Ruben worked closely with BMS to develop material for a 60’ x 30’ facade on Sunset Boulevard that called for translucent metallic panels forming a continuous, twisting ribbon surface. Ruben documents the design and sustainability challenges in developing material that would optimize color, light transmission and diffusion properties and withstand the elements inherent in an exterior installation. Through a series of remarkable photographs, the resulting custom-tinted Makrolon¨ polycarbonate is formed and fabricated before our eyes to achieve the authentic appearance of translucent metal. A prototype of the solution is on exhibit in the Design Gallery at the DesignWorks event.

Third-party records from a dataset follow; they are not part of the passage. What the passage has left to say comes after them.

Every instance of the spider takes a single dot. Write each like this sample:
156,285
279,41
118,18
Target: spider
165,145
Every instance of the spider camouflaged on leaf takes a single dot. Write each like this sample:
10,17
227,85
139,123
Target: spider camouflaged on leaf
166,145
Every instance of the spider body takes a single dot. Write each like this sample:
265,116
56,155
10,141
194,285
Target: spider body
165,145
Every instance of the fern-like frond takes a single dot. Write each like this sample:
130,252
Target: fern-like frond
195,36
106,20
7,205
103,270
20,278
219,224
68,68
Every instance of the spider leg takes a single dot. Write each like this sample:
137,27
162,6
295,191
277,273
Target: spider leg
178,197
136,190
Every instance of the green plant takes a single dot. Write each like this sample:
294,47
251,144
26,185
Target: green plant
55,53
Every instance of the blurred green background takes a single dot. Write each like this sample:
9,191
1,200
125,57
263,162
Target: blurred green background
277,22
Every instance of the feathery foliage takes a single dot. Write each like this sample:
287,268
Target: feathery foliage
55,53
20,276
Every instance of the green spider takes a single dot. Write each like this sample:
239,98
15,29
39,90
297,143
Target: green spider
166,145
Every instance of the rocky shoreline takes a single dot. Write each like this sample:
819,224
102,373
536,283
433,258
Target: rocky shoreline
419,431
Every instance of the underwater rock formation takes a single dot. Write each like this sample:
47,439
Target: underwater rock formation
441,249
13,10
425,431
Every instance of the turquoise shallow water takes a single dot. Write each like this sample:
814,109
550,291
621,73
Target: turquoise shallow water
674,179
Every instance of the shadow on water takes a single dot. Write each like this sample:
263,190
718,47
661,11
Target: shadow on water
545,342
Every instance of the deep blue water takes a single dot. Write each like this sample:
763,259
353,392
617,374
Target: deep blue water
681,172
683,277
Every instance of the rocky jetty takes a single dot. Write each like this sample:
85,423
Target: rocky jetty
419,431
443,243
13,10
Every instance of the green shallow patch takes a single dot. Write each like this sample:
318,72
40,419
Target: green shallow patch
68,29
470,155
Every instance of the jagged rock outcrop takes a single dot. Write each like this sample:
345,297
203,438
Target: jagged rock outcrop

Repeating geometries constituted the material challenge in creating the oval double iWall at the Fidelity Finance Center. Requirements for the media heavy project included digitally-printed, backlit compound curved panels that reveal no hardware. Ruben illustrates the Vivak® thermoplastic solution, a recyclable material choice that allowed panels to be formed to complex geometries, digital images to be embedded and hardware to be back tapped for unseen support. The Fidelity installation is fascinating from material selection through finished product as seen from outside and from within its concentric walls. A prototype of the backtapped panel is on exhibit in the Design Gallery at the DesignWorks event.
Finally, Ruben previews the renovation of the Alice Tully Hall at New York’s Lincoln Center, an installation that represents material innovation on a grand scale. The design intent and acoustic requirements of the concert hall’s interior wall system called for thick translucent wood sequenced in graceful undulations throughout. Research and development collaboration resulted in an entirely new material application in which real wood panels are embedded in highly formable Vivak® thermoplastic sheet to achieve a translucent wood aesthetic. Ruben demonstrates the intimacy that can be achieved through illuminating the material with a presentation that casts a succession of lighting effects on a prototype encased in thermoplastic sheet.